C’est aussi la perception de l’ONG LIFE qui accompagne depuis 2009 les populations en détresse vers un développement autonome et durable, et ce, en collaboration étroite avec les locaux. LIFE appelle cela une démarche de « co-création » et l’ONG s’appuie essentiellement sur ses partenaires locaux pour agir de façon adaptée. Fanny Fernandes explique ce mode de fonctionnement dans une interview : « Grâce à notre réseau de contacts dans de très nombreux pays, nos déploiements sur le terrain commencent généralement par une mission dite exploratoire, qui va nous permettre de rencontrer des acteurs locaux et de définir précisément les besoins, pour décider ensuite de la pertinence ou non d’un déploiement. […] Ces acteurs et collectifs locaux connaissent les situations et les besoins, et sont à même de faire le lien sur le long terme si nécessaire. Nous n’arrivons pas auprès des populations avec des solutions toutes faites et des moyens humains et matériels standardisés : nous dimensionnons les projets en fonction des besoins réels et concrets, besoins que nous connaissons grâce à nos partenaires locaux. » De même, l’association Care a à cœur cette transmission et ce travail avec la population, ils témoignent sur leur site : « Nous les formons à poursuivre et développer nos projets après notre départ : nous leur apprenons à construire des puits, former d’autres villageois à l’agroécologie… »
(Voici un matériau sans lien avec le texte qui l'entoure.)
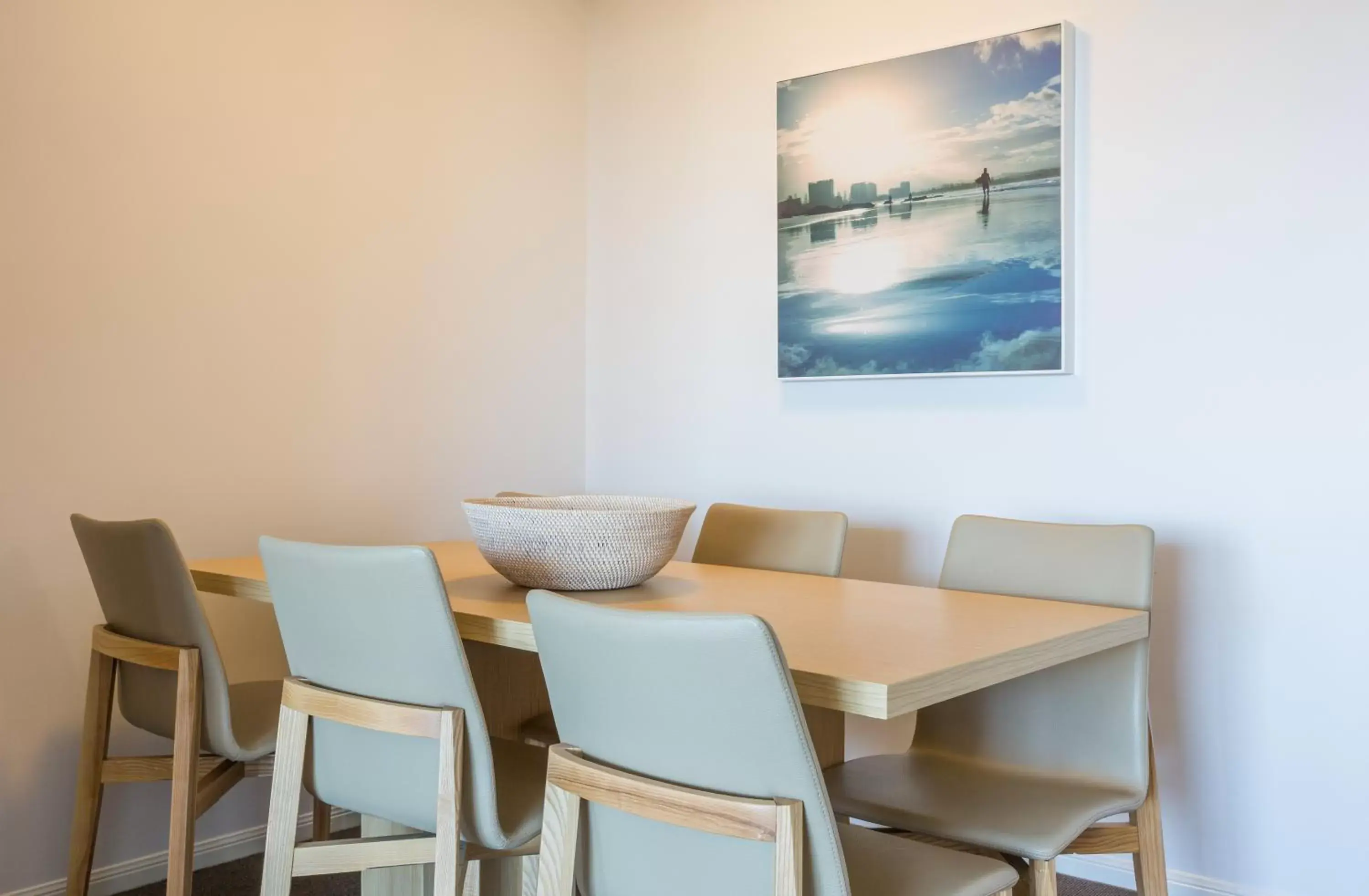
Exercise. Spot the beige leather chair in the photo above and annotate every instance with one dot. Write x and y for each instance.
(161, 654)
(755, 538)
(763, 538)
(1029, 766)
(688, 740)
(380, 673)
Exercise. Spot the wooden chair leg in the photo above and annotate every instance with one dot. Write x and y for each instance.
(789, 849)
(1042, 877)
(185, 773)
(448, 866)
(1149, 860)
(95, 745)
(560, 843)
(322, 820)
(278, 862)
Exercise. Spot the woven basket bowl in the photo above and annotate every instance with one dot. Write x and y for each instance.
(578, 542)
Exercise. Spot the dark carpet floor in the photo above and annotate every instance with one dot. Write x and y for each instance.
(244, 879)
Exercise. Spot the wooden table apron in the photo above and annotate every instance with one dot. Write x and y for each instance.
(863, 647)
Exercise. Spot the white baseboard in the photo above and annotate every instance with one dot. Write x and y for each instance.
(1118, 872)
(124, 876)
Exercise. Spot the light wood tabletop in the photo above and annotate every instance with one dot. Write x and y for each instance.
(864, 647)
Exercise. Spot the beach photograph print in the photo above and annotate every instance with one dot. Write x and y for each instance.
(920, 215)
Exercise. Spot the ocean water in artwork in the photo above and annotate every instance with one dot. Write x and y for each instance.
(946, 258)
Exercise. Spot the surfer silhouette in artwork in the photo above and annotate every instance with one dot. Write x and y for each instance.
(983, 181)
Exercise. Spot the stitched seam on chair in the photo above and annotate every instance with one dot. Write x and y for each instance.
(811, 754)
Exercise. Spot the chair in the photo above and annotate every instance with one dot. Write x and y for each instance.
(782, 541)
(158, 651)
(756, 538)
(1029, 766)
(686, 738)
(397, 732)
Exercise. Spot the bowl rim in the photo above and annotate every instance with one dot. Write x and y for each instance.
(663, 505)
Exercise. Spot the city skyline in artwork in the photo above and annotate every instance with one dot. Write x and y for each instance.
(919, 207)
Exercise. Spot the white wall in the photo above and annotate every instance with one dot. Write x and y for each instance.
(308, 269)
(1222, 373)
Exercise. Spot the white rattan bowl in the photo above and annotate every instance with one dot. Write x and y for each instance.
(578, 542)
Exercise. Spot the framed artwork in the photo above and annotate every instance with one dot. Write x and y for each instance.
(925, 213)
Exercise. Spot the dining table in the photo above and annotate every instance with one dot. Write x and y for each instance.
(857, 647)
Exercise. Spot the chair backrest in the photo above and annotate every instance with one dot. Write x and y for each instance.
(701, 701)
(1087, 719)
(147, 593)
(376, 621)
(763, 538)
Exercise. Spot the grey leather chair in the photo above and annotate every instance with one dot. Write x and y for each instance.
(159, 654)
(755, 538)
(707, 702)
(1029, 766)
(376, 623)
(764, 538)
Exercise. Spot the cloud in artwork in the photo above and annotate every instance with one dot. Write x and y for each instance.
(1029, 351)
(1007, 51)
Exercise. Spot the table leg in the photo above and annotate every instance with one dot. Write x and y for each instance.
(829, 732)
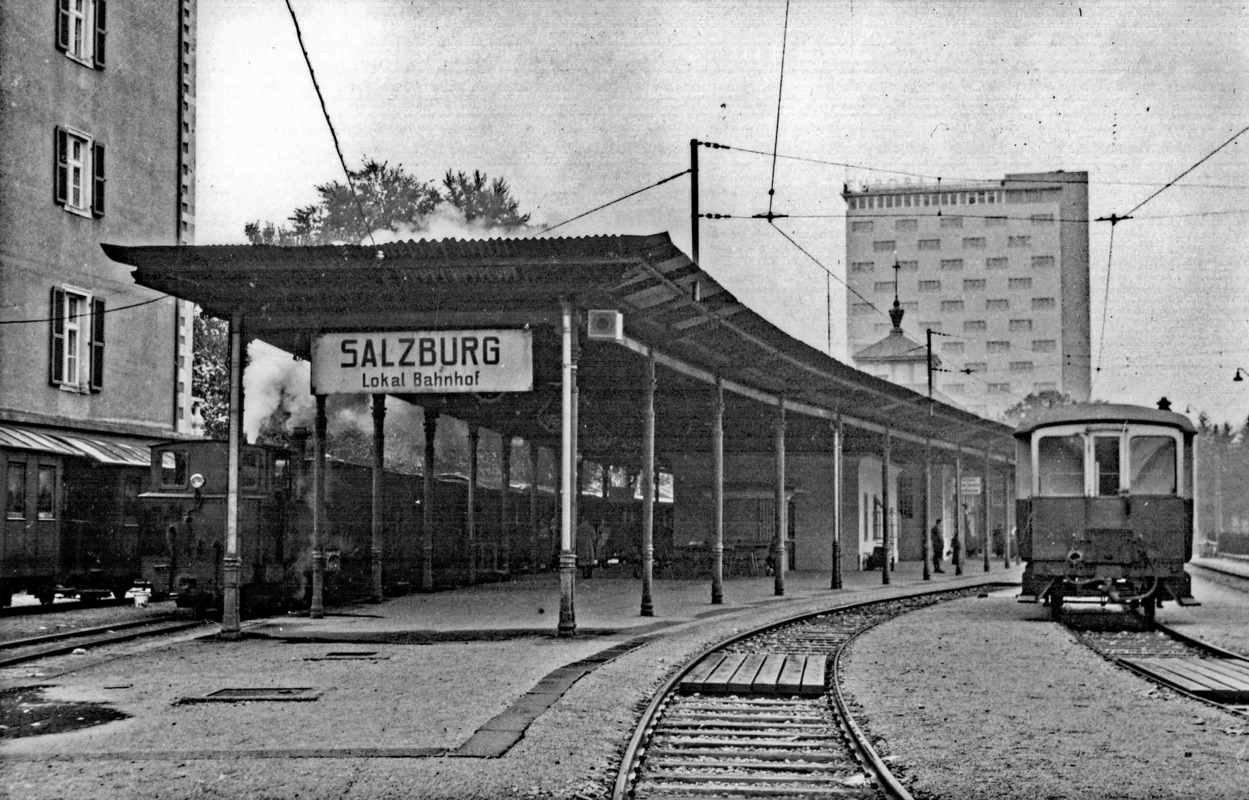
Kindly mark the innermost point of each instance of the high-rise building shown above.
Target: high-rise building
(96, 145)
(998, 270)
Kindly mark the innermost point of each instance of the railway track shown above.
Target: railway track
(33, 648)
(1167, 657)
(730, 726)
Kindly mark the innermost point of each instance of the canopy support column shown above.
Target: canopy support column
(231, 562)
(567, 463)
(648, 488)
(717, 454)
(427, 502)
(379, 491)
(319, 428)
(780, 538)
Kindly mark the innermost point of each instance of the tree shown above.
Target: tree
(395, 201)
(210, 373)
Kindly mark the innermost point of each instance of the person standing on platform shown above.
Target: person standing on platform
(586, 548)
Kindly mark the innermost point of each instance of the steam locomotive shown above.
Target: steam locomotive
(1104, 502)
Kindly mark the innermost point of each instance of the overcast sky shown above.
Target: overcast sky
(578, 102)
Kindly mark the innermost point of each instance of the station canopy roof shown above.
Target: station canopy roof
(698, 331)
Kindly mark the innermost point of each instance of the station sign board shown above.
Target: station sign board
(490, 360)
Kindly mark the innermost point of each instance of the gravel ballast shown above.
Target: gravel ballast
(984, 699)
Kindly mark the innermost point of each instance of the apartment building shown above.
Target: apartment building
(998, 270)
(98, 134)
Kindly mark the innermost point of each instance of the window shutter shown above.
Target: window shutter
(63, 25)
(98, 190)
(56, 367)
(99, 34)
(60, 166)
(96, 381)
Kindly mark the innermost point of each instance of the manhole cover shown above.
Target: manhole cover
(270, 694)
(347, 655)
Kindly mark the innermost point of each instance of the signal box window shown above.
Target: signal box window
(1152, 461)
(15, 502)
(1105, 459)
(1061, 466)
(46, 508)
(172, 468)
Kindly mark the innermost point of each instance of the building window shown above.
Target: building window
(80, 25)
(76, 341)
(46, 498)
(15, 502)
(79, 177)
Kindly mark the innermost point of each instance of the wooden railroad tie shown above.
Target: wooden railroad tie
(757, 673)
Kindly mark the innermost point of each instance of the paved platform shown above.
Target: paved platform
(455, 694)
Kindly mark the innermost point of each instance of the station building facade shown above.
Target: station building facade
(998, 270)
(98, 136)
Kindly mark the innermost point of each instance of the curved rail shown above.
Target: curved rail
(635, 749)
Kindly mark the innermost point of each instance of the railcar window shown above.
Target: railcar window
(1152, 463)
(15, 504)
(1105, 459)
(46, 508)
(172, 468)
(1061, 466)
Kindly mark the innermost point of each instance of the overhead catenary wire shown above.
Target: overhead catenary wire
(325, 112)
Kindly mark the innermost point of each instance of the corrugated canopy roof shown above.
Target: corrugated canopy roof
(287, 295)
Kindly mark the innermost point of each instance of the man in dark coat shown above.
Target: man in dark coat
(938, 544)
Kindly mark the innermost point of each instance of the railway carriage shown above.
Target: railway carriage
(1104, 504)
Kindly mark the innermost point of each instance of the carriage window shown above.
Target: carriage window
(249, 469)
(172, 468)
(1105, 459)
(15, 504)
(1152, 461)
(46, 508)
(1061, 466)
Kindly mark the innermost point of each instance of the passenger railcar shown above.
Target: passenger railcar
(1104, 504)
(187, 504)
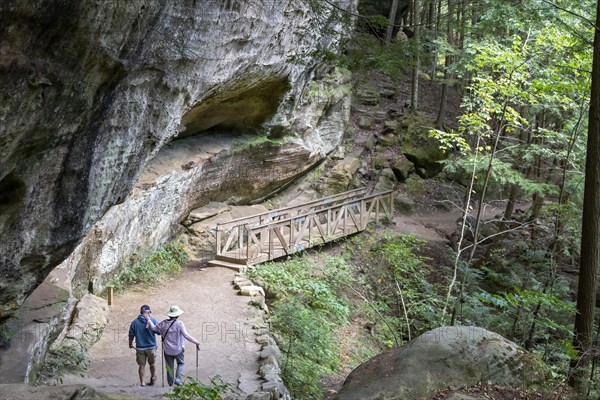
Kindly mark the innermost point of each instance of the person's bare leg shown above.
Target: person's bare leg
(142, 373)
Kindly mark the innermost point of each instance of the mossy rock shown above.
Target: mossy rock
(402, 168)
(424, 152)
(451, 357)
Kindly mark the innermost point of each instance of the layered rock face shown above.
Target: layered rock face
(93, 94)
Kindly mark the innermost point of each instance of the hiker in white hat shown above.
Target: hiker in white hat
(173, 334)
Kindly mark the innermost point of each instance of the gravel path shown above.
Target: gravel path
(214, 314)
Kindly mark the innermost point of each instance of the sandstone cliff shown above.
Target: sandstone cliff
(118, 118)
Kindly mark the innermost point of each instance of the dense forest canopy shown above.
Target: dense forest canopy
(524, 70)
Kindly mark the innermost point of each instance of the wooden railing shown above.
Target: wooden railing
(282, 232)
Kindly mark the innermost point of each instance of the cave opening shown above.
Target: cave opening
(244, 107)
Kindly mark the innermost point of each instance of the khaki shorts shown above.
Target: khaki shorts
(142, 355)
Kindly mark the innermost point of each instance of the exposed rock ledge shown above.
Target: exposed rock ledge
(447, 357)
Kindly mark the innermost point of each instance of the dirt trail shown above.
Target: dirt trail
(214, 314)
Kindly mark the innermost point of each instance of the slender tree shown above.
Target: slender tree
(590, 232)
(392, 21)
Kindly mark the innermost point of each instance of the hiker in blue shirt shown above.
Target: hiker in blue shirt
(145, 344)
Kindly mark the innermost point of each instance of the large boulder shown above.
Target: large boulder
(447, 357)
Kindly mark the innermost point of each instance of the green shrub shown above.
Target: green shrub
(196, 390)
(149, 267)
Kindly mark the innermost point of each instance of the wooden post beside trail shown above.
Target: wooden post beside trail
(110, 295)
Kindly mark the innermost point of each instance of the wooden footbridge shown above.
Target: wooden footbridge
(278, 233)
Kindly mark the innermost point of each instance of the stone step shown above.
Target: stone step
(226, 264)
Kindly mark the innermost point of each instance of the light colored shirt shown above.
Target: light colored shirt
(173, 342)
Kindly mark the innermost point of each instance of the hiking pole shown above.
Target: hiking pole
(197, 351)
(162, 362)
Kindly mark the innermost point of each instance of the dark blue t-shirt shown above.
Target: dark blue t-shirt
(144, 337)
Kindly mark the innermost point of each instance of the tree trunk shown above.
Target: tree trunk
(439, 123)
(392, 19)
(590, 230)
(414, 98)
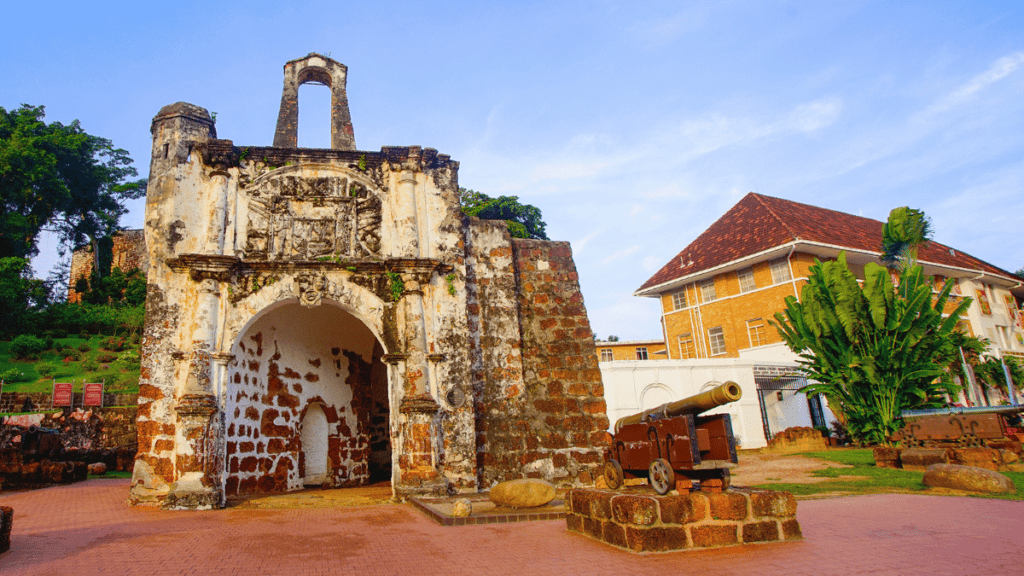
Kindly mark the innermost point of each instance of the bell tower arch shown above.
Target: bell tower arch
(314, 69)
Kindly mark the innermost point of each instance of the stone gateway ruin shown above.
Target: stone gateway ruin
(330, 318)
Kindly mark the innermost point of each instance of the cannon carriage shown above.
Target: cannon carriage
(676, 439)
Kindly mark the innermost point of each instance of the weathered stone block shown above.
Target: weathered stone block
(772, 503)
(655, 539)
(683, 509)
(712, 535)
(921, 458)
(728, 505)
(641, 510)
(791, 530)
(971, 479)
(761, 531)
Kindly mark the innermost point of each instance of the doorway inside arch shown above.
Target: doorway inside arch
(307, 403)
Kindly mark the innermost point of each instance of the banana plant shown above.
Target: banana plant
(875, 348)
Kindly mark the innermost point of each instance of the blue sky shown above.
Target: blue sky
(632, 125)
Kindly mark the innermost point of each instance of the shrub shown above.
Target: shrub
(15, 375)
(128, 360)
(27, 346)
(115, 343)
(45, 369)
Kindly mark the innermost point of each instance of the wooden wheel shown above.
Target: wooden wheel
(662, 478)
(613, 474)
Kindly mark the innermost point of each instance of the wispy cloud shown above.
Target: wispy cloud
(999, 70)
(617, 255)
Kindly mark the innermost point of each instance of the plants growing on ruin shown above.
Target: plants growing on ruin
(395, 286)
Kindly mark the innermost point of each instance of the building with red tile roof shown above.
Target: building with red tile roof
(719, 292)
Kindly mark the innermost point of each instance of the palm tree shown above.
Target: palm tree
(906, 230)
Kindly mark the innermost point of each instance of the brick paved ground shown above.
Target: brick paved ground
(87, 529)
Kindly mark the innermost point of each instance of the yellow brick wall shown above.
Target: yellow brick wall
(732, 309)
(629, 352)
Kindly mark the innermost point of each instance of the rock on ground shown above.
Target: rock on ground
(968, 478)
(522, 493)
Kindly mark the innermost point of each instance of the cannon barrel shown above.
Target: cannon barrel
(729, 392)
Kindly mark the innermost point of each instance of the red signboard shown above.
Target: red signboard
(62, 394)
(93, 394)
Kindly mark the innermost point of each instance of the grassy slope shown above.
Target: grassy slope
(873, 480)
(117, 380)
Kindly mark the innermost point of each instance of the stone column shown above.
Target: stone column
(197, 460)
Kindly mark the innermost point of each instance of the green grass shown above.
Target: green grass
(865, 478)
(124, 381)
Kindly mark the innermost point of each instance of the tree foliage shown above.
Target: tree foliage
(58, 178)
(523, 220)
(872, 351)
(902, 234)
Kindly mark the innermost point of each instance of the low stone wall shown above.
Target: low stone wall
(796, 439)
(6, 523)
(43, 401)
(1003, 456)
(643, 523)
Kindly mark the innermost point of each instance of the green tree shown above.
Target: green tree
(872, 351)
(20, 295)
(904, 232)
(58, 178)
(523, 220)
Ce travail avec les populations locales est indispensable. S’il faut accompagner ces populations quand elles en ont le plus besoin, il faut aussi leur donner toutes les clés pour qu’elles puissent petit à petit devenir complètement autonomes. Les ONG et autre organismes d’aides humanitaires n’ont pas vocation à rester sur place pendant des décennies, cela serait contre-productif et les populations pourraient ressentir une forme d’emprise, face aux échecs des OI et des ONG à leur donner l’autonomie qu’elles réclament et dont elles ont légitimement besoin.